Insufficient Details on Data Collection and Analysis
Details are important, and the process of developing an evaluation plan offers the opportunity to define them. At a minimum, the plan should consider how the data needed to support the chosen metrics will be collected, the population on which the data will be collected, and when the data will be collected. If these details are not thought through, it is easy to “over-promise” on the number of measures to be collected. The plan should also discuss how the data collected will be analyzed, and statistical power calculations should be part of the plan. Our experience at the NRC suggests that these gaps in the evaluation planning can be addressed through access to evaluation plan templates and remote mentorship.

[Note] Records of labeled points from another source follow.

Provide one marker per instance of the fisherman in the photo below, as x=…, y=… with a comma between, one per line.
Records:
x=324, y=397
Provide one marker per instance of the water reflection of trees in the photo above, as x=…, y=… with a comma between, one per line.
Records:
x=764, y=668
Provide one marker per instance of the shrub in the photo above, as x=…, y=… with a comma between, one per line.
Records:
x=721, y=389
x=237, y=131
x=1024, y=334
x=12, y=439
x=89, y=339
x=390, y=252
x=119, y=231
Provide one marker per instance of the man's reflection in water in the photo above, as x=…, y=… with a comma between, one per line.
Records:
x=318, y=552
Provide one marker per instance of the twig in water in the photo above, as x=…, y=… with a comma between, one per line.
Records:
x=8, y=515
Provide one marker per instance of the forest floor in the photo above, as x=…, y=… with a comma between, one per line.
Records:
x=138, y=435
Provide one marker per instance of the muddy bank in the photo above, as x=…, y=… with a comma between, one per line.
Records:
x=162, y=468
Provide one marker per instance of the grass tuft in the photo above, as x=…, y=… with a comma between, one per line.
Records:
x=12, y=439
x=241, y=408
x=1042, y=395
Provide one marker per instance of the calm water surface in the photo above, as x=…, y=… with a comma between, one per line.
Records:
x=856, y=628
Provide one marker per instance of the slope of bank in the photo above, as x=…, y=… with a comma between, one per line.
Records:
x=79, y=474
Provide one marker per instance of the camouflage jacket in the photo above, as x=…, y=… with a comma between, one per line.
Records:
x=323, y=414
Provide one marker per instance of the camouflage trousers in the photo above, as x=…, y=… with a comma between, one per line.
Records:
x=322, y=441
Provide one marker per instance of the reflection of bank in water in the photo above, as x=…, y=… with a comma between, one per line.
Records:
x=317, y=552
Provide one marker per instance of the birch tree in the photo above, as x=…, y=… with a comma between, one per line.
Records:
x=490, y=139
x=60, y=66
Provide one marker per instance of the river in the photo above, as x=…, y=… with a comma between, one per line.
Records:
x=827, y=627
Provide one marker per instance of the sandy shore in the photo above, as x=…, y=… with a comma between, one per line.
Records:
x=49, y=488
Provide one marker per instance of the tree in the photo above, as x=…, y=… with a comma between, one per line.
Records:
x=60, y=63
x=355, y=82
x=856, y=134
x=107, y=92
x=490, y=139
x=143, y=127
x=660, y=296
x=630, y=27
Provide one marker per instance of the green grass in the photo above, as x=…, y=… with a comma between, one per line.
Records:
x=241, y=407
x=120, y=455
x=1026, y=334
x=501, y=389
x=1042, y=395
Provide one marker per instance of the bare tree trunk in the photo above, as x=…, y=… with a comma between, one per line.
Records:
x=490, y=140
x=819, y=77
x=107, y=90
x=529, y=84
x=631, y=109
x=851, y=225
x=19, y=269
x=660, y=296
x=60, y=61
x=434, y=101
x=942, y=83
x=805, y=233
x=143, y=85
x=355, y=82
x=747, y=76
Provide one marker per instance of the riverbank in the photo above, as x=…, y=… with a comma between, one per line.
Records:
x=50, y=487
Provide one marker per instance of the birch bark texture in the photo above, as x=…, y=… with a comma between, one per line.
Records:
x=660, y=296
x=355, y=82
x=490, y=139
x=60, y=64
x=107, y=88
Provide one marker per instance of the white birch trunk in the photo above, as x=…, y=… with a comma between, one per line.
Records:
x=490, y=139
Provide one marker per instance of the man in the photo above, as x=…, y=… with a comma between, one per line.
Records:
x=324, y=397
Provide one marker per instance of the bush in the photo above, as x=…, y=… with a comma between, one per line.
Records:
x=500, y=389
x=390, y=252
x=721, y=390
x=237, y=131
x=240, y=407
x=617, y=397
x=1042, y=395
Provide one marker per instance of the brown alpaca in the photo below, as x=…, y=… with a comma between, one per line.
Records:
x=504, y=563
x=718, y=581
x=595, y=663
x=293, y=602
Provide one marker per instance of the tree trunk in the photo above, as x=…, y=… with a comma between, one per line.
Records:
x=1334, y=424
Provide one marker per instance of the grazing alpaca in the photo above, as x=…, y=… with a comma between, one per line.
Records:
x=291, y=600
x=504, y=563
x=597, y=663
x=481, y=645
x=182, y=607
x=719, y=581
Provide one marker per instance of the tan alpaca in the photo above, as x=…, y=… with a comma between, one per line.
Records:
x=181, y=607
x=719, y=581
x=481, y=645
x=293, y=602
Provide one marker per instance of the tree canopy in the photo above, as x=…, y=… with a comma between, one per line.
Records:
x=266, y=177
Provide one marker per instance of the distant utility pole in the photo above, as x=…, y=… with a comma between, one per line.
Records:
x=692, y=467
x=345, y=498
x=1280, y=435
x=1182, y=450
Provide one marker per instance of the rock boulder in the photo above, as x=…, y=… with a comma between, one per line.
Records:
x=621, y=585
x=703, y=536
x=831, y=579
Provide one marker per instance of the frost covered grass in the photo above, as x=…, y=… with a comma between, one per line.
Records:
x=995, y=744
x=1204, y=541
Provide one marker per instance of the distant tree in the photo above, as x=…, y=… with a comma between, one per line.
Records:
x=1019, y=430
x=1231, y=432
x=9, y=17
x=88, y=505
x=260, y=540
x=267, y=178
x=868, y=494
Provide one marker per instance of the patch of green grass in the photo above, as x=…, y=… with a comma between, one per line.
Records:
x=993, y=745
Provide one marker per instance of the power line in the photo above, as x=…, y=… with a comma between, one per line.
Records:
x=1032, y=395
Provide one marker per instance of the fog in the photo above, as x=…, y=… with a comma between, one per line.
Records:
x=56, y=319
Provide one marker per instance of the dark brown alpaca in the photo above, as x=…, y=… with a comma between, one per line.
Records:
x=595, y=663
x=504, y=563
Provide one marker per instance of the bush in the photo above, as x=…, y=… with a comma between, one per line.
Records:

Exclusive Focus on Quantitative Methods
Data collected using qualitative methodologies may be as illustrative of lessons learned, if not more so, than data collected through quantitative methodologies. While quantitative methodologies are powerful and efficient at capturing healthcare outcomes, qualitative methodologies are often superior at capturing the “why's” and the “how to's”. To that end, the NRC has continued to encourage the use of qualitative methodologies, such as focus groups, semi-structured interviews, and surveys, to capture the lessons learned, barriers encountered, and the success factors in each project. The V&E team discovered that many project teams were not familiar with these methods or were sometimes reluctant to use them, believing that findings from qualitative methodologies are not concrete and are difficult to disseminate, particularly in peer-reviewed journals. Because qualitative methodologies offer unique tools for health IT evaluation, they should not be discounted because of misperceptions or lack of expertise. In some cases, this expertise can be identified in nonhealth-IT fields, such as sociology and anthropology, although experts in those areas are likely to need assistance in gaining health IT domain knowledge.